Limiting access to sensitive information across your organization leaves fewer opportunities for malicious actors to gain access. Compliance professionals can work with the information security team to draw up guidelines around access levels for tools your organization relies on.
Similarly, revoking access should be part of offboarding employees and contractors. Ensure your team has a clear procedure for swiftly shutting down accounts when individuals leave your organization.
Device Management and Decommissioning
Access management doesn’t just happen within individual tools and applications. The devices your team uses are equally relevant. Do you require employees to use company-provided devices, or is your organization BYOD? Perhaps you’re in a hybrid situation.
No matter who owns the devices your employees use, it’s crucial you have a say in how they protect them. VPNs, for example, are a simple way to protect PII no matter where or on what device employees access it.

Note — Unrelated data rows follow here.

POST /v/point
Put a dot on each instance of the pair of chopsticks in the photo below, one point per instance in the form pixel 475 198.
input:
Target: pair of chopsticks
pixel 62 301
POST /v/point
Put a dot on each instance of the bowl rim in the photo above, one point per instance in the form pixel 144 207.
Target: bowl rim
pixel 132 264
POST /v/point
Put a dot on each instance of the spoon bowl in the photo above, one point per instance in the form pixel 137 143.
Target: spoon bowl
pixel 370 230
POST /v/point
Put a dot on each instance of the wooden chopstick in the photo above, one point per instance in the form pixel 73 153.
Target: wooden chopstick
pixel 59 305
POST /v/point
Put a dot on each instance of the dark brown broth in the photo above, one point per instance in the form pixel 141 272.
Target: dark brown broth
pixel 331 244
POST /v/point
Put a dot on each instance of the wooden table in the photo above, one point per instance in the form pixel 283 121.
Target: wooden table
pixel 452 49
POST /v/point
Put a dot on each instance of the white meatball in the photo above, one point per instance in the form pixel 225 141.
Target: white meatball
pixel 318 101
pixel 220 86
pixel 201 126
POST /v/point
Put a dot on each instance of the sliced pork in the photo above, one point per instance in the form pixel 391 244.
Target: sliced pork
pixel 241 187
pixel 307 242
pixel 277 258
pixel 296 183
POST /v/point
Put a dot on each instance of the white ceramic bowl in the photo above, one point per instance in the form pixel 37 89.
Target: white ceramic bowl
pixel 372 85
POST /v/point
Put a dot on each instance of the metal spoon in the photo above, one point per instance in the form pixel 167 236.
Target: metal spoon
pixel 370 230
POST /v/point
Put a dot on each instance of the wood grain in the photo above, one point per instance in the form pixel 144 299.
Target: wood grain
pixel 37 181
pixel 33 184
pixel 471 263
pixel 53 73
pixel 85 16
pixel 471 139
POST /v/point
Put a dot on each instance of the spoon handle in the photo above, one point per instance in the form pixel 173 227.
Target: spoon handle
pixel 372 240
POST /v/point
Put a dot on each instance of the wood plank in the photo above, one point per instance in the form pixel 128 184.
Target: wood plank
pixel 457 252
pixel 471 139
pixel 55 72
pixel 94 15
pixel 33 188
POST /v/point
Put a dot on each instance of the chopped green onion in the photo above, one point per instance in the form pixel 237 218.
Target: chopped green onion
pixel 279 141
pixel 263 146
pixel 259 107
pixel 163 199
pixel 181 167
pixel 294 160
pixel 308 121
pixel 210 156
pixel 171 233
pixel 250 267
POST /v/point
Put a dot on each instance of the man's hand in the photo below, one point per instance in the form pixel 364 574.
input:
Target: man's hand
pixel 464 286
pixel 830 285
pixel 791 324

Decommissioning devices should also be a part of your cybersecurity strategy. Do you have a plan for protecting data after a device has been retired? Your IT team should have a way to lock devices and wipe data in the event a device is lost, stolen, or otherwise decommissioned.
Customer Protection Methods
Just as important as securing information from your team’s side of the equation is ensuring your customer-facing platforms are secure. Instituting multi-factor authentication, CAPTCHA tools, and single sign-on can reduce credential stuffing risks and keep clients safe.
Education is also key. Simply reminding your customers not to reuse passwords across accounts and to select passwords that are not easily guessed (no birthdays or pets’ names) can make a significant positive difference.
Technology is the very thing that leaves you vulnerable to cyber attacks, but it can also be your silver bullet in preventing hackers and other fiends from accessing your valuable PII. Identifying the correct tools and tech is a team effort, but together you can create a secure web to protect data and information.